Keywords: graph transformation, graph grammars, reaction networks, hypergraphs, rule composition
1. Introduction
From a fundamental physics point of view, chemical systems, or more precisely molecules and their reactions, are just time-dependent multi-particle quantum systems, completely described by the fundamental principles of quantum field theory (QFT) [1]. At this level of description almost all questions of interest to a chemist are not tractable in practice, however. A hierarchy of approximations and simplifications is employed therefore to reach models of more practical value. These are guided at least in part by conceptual notions that distinguish chemistry from other quantum systems. Among these are constraints such as the immutability of atomic nuclei and the idea that chemical reactions comprise only a redistribution of electrons. On the formal side, the Born–Oppenheimer approximation [2] stipulates a complete separation of the wave function of nuclei and electrons and leads to the concept of the potential energy surface (PES) that explains molecular geometries and provides a consistent—if not completely accurate—view of chemical reactions as classical paths of nuclear coordinates on the PES. The PES itself is the result of solving the Schrödinger equation with nuclear coordinates and charges as parameters [3,4]. Quantum chemistry (QC) has developed a plethora of computational schemes for this purpose, typically trading off accuracy for computational resource consumption. Among them in particular are the so-called semi-empirical methods that use the fact that the chemical bonds are usually formed by pairs of electrons to decompose the electronic wave function into contributions of electron pairs.

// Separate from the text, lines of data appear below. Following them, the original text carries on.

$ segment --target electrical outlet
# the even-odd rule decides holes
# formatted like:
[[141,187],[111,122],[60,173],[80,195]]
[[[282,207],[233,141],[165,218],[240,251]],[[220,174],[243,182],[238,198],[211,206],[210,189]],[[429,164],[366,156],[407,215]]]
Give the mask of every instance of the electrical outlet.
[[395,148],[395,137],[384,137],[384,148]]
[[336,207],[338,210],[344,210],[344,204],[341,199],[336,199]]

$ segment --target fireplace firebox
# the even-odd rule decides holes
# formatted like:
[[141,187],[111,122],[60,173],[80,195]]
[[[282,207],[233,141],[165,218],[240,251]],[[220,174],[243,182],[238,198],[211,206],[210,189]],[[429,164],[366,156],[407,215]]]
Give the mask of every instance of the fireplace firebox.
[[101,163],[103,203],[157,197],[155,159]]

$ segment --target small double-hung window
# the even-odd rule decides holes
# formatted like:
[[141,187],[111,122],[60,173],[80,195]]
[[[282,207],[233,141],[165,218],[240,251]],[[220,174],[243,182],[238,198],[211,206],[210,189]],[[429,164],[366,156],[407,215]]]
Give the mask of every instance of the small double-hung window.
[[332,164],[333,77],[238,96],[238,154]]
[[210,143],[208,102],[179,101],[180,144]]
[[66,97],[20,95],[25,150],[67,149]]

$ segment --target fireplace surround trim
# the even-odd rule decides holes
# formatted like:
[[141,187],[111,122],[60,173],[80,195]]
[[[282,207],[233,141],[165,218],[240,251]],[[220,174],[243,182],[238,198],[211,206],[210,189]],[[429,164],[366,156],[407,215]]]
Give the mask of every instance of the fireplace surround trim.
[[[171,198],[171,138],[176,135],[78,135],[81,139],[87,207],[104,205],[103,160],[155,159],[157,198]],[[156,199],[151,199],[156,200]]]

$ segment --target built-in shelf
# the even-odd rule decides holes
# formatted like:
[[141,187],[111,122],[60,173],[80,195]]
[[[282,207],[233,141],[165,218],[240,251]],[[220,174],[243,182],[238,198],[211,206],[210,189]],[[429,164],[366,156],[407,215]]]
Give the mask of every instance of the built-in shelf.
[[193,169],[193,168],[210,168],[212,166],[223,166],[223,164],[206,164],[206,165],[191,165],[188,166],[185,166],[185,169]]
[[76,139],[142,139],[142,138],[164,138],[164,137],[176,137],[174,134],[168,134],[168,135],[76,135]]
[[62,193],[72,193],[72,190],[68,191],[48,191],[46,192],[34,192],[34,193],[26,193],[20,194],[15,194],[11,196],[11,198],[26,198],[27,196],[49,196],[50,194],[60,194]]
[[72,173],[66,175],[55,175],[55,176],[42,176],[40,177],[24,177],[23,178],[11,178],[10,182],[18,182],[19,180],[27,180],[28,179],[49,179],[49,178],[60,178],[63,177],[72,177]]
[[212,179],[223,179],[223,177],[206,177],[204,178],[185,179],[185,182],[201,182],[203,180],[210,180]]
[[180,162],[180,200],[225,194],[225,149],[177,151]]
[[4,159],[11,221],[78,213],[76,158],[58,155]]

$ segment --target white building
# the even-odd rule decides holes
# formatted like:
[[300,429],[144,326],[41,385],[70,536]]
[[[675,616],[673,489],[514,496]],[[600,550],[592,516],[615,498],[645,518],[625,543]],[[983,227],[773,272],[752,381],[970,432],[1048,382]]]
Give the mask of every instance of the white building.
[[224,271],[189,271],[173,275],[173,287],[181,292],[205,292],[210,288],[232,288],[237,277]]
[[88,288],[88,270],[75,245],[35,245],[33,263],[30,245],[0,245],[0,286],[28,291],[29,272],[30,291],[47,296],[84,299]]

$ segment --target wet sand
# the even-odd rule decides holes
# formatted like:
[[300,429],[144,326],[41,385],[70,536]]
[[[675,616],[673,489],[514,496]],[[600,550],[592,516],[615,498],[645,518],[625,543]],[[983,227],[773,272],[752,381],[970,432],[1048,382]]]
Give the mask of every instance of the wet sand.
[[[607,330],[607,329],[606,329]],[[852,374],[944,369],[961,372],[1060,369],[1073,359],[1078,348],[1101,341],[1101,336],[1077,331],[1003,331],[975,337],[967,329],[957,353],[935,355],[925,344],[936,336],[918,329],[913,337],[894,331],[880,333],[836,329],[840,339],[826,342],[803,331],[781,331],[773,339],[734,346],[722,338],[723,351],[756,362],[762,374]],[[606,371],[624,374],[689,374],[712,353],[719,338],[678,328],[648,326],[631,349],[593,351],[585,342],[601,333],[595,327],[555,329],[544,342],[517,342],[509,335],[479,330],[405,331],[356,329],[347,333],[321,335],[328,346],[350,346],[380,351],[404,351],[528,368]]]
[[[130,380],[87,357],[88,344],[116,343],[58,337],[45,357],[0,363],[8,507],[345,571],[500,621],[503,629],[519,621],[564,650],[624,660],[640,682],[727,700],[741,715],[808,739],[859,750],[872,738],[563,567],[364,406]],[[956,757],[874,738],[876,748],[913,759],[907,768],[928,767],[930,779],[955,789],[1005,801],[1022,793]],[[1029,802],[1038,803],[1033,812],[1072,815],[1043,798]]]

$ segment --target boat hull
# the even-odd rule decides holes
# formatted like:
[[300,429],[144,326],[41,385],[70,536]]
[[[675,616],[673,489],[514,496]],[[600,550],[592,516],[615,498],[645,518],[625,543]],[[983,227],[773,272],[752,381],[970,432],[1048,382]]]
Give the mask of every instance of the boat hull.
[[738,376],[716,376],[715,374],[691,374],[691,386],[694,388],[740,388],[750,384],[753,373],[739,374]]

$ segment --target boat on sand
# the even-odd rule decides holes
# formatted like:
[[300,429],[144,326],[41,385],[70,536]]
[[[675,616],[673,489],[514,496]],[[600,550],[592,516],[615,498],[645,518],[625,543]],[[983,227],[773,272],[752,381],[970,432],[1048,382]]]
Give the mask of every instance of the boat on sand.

Molecular modelling (MM) and molecular dynamics (MD) [5,6] abandon quantum mechanics altogether and instead treat chemical bonds akin to classical springs. Sacrificing accuracy, MM and MD can treat macromolecules and supramolecular complexes that are well outside the reach of exact and even semi-empirical quantum-chemical methods. For special classes of molecules, even coarser approximations have been developed. Many properties of aromatic ring systems, for instance, can be explained in terms of graph-theoretical models known as Hückel theory [7,8]. For nucleic acids, on the other hand, models have been developed that aggregate molecular building blocks (nucleotides) into elementary objects so that Watson–Crick base pairs become edges in the graph representation [9].
A common theme in the construction of coarser approximations is that more and more external information needs to be supplied to the model. While QFT does not require more than a few fundamental constants, nuclear masses and charges are given in practical QC computations. Semi-empirical methods, in addition, require empirically determined parameters for electron correlation effects. MM and MD models use extensive tables of parameters that specify properties of localized bonds as a function of bond type and incident atoms. Similarly, RNA folding depends on a plethora of empirically determined energy contributions for base pair stacking and loop regions [10]. A second feature of coarse-grained methods is that they are specialized to answer different types of questions, or that different classes of systems resort to different, mutually incompatible approximations.
This well-established hierarchy of internally consistent models of molecular structures is in stark contrast to our present capability to model chemical reactions. While transition state theory [11] does provide a means to infer reaction rate constants from PES, it requires the prior knowledge of the educt and product states.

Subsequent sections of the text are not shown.